The result of the synchronization was an increase in indel frequencies for APC, MLH1, and SMAD4 genes from 28–62% to 46–84%. Finally, the activation of GIB-PhiC removed the entire gene circuit in 78% of the cells (Fig. 4f), leaving cells that had specific indel mutations but were devoid of any exogenous genes, including Cas9, being expressed in the gene circuit.
Discussion
In summary, we demonstrated highly robust and scalable gene expression cascade circuits enabled by alternating treatment with two orthogonal ligands. We expect that gene circuits with diverse payloads in any arbitrary order will work in a “plug and play” manner, particularly if the flexibility of CRISPR-based transcriptional regulation and knockouts is leveraged. This feature thus enables the construction of gene expression cascades without intensive optimization.
Future work should optimize gene expression cascades so that there is complete synchronization of the cell population at each stage. To this end, we believe that it is critical to optimize split recombinases to achieve the highest on–off ratio in the presence and absence of CID ligands. The choice of split sites for recombinase most significantly influences the performance of split recombinases. Additional computational prediction of effective recombinase split sites20,31, as well as empirical validation, will significantly improve gene expression cascades. Another major factor influencing the recombination efficiency is the expression level of the split recombinase. We have observed that cells with low GFP levels (hence expressing small amounts of split recombinases) remained BFP negative (i.e., no recombination event) even in the presence of the CID ligand (Fig. 1c). Conversely, cells with high GFP (and split recombinase) expression managed to efficiently switch payload gene expression to BFP in the presence of CID ligand. Therefore, the use of efficient promoters to drive GPC expression is also critical for successful implementation of the gene expression cascade.

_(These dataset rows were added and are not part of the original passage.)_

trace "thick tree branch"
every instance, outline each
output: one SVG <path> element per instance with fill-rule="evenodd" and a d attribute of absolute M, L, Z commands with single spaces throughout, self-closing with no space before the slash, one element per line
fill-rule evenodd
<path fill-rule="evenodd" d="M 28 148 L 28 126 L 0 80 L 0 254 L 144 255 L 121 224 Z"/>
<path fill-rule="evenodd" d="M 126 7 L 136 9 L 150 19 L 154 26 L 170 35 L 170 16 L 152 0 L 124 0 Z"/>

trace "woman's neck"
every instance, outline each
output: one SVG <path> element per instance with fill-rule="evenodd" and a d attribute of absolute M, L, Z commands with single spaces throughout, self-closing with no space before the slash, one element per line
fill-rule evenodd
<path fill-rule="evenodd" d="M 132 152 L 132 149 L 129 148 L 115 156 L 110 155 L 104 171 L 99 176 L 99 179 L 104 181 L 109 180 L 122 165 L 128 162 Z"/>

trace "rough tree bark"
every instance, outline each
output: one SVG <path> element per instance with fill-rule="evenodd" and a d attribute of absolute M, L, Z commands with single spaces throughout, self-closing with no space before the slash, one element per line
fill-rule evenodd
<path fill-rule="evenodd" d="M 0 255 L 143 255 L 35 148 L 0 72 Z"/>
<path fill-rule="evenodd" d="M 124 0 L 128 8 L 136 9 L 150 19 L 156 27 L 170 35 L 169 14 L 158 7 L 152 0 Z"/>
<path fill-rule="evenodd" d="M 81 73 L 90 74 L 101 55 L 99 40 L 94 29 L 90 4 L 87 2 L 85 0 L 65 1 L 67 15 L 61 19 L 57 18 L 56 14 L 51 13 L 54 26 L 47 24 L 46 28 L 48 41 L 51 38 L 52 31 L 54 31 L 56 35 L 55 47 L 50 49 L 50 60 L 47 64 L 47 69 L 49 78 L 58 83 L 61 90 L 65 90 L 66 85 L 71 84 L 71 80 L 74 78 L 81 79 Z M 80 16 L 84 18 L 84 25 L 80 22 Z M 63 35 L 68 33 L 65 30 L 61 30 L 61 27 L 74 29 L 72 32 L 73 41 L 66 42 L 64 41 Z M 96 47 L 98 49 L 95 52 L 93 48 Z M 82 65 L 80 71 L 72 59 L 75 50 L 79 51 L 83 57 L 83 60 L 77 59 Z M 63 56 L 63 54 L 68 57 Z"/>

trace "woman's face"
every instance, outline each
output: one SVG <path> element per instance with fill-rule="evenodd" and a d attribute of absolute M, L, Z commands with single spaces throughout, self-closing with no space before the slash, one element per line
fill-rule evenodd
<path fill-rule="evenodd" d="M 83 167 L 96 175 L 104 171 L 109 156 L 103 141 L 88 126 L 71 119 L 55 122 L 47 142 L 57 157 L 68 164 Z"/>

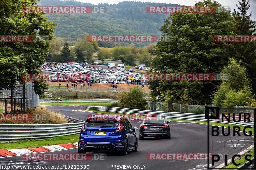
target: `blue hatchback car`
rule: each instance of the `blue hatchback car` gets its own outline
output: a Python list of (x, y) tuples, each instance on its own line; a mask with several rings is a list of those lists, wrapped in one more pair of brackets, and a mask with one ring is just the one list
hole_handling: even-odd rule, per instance
[(137, 151), (138, 137), (125, 117), (115, 115), (96, 115), (87, 119), (81, 129), (78, 152), (117, 151), (122, 155), (128, 151)]

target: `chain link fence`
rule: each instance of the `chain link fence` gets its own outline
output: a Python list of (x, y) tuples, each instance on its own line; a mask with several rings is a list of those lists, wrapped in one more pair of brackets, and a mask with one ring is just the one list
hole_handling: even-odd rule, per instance
[[(154, 101), (148, 101), (148, 110), (149, 110), (198, 114), (205, 114), (205, 106), (212, 106), (211, 104), (205, 104), (204, 105), (191, 105), (175, 103), (170, 104)], [(236, 110), (236, 109), (254, 108), (253, 107), (249, 106), (238, 106), (229, 107), (234, 108), (234, 111), (237, 113), (240, 111)]]
[(12, 91), (0, 90), (0, 113), (13, 112), (39, 106), (39, 96), (36, 94), (32, 83), (25, 86), (17, 84)]

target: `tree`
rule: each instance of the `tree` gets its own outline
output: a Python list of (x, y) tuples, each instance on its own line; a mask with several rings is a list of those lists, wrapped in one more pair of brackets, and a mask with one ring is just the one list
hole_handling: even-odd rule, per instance
[[(236, 5), (239, 11), (234, 10), (232, 14), (236, 35), (251, 35), (256, 31), (256, 24), (251, 17), (252, 13), (248, 14), (250, 5), (249, 1), (241, 0)], [(236, 58), (241, 60), (243, 65), (248, 69), (249, 78), (252, 80), (252, 87), (256, 92), (256, 45), (255, 43), (239, 43), (234, 45), (238, 55)]]
[[(216, 1), (204, 0), (196, 6), (221, 7)], [(162, 73), (218, 73), (236, 52), (231, 43), (216, 43), (216, 35), (231, 34), (234, 25), (230, 12), (171, 14), (160, 29), (165, 41), (158, 42), (151, 68)], [(177, 102), (183, 96), (191, 98), (191, 104), (211, 101), (218, 82), (208, 81), (149, 81), (152, 95), (169, 89)], [(186, 90), (186, 93), (183, 92)], [(187, 101), (184, 101), (187, 102)]]
[[(0, 48), (0, 89), (12, 89), (25, 73), (38, 73), (50, 49), (53, 37), (53, 26), (41, 13), (25, 13), (20, 7), (33, 6), (36, 0), (2, 0), (0, 3), (0, 32), (1, 35), (32, 35), (40, 41), (27, 43), (1, 43)], [(44, 36), (43, 37), (43, 36)], [(36, 93), (42, 94), (46, 87), (42, 84), (34, 86)], [(43, 90), (42, 90), (43, 89)]]
[(125, 65), (134, 65), (134, 61), (136, 59), (136, 56), (133, 54), (122, 55), (120, 56), (120, 59)]
[[(100, 53), (98, 53), (98, 58), (104, 59), (112, 59), (112, 56), (111, 54), (111, 49), (108, 48), (104, 47), (101, 48), (99, 50)], [(101, 55), (100, 56), (99, 55)]]
[(231, 58), (221, 73), (226, 79), (222, 81), (212, 95), (213, 104), (228, 107), (247, 105), (252, 90), (245, 67)]
[(64, 44), (60, 56), (59, 61), (60, 62), (67, 63), (73, 60), (74, 58), (71, 54), (69, 47), (66, 41)]
[(92, 54), (97, 48), (95, 47), (95, 43), (88, 41), (88, 36), (87, 35), (85, 34), (84, 38), (75, 45), (74, 51), (76, 57), (76, 61), (78, 62), (85, 60), (88, 62), (92, 61)]
[(148, 52), (153, 55), (156, 54), (156, 45), (150, 44), (145, 47)]
[(121, 107), (134, 109), (146, 109), (147, 100), (143, 90), (136, 86), (130, 89), (129, 92), (122, 92), (118, 100)]

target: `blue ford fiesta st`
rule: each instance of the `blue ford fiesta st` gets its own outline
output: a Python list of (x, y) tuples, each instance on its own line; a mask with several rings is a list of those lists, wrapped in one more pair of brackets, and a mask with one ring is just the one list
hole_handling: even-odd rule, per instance
[(132, 126), (125, 117), (115, 115), (96, 115), (87, 119), (81, 129), (78, 152), (117, 151), (122, 155), (128, 151), (137, 151), (137, 127)]

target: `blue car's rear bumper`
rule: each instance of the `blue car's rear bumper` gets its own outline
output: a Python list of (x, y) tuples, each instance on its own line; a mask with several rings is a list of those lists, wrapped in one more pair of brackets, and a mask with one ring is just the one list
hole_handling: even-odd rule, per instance
[(78, 147), (80, 150), (87, 151), (121, 151), (124, 148), (126, 139), (125, 137), (121, 135), (112, 137), (91, 137), (81, 133), (78, 141)]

The presence of multiple copies of the tandem GPC gene circuit within a cell can undermine the fidelity of gene expression cascades, for several reasons. Recombination may occur between two copies of the tandem GPC gene circuit in the same cell, leading to inter-chromosomal translocations. Also, the multiple copies of the tandem GPC gene circuit may not be at the same stage within the cascade. The multiple copies of tandem GPC gene circuit at different stage thereby induces the cell to simultaneously express multiple transgenes that are supposed to be expressed at different stages within the cascade. We have minimized the risk of multiple gene circuit integration by limiting the amount of transfected tandem GPC DNA19. And the average copy number of the gene circuit in the cells used in Fig. 4 were very close to one per cell (Supplementary Fig. 6). However, our current approach still has limits in precisely controlling gene circuit copy number. Even more precise control of copy number may be achievable with the use of a landing pad approach32. A landing pad approach would not only assist single-copy integration of the gene circuit but also allow the cascade to be expressed at uniform and predictable levels32. Our future work will involve integrating the gene circuit at a defined safe harbor genomic locus for improved fidelity of the gene expression cascade.
We anticipate that this gene circuit will be a useful tool for research and medicine. This circuit can be used to model cancer, both in vitro and in vivo, because it can be designed to closely mimic not only the multitude of mutations in human cancers but also the temporal order in which they occur. Similarly, we envision that this gene circuit can be applied for the efficient direct reprogramming of one cell type to another because it can be designed to reproduce the transcriptional cascades that occur in natural differentiation processes. This application should be useful in regenerative medicine to generate desired cell types.
Methods
Cell culture
HEK 293T cells were obtained from American Type Cell Culture, and were cultured in Dulbecco’s modified Eagle medium (Gibco) supplemented with 10% fetal bovine serum (Corning), and penicillin/streptomycin (Gibco).
GPC excision test
HEK 293T cells were seeded in 96-well plates, and transfected 12–16 h after seeding with unit GPC plasmid using Fugene HD (Promega). Ligands for CID are treated starting 6 h after transfection for 24 h. Cells were trypsinized for flow cytometry analysis using LSR Fortessa (BD Biosciences). The efficiency of excision was calculated as (% BFP positive)/(%BFP or GFP positive) to account for transfection efficiency.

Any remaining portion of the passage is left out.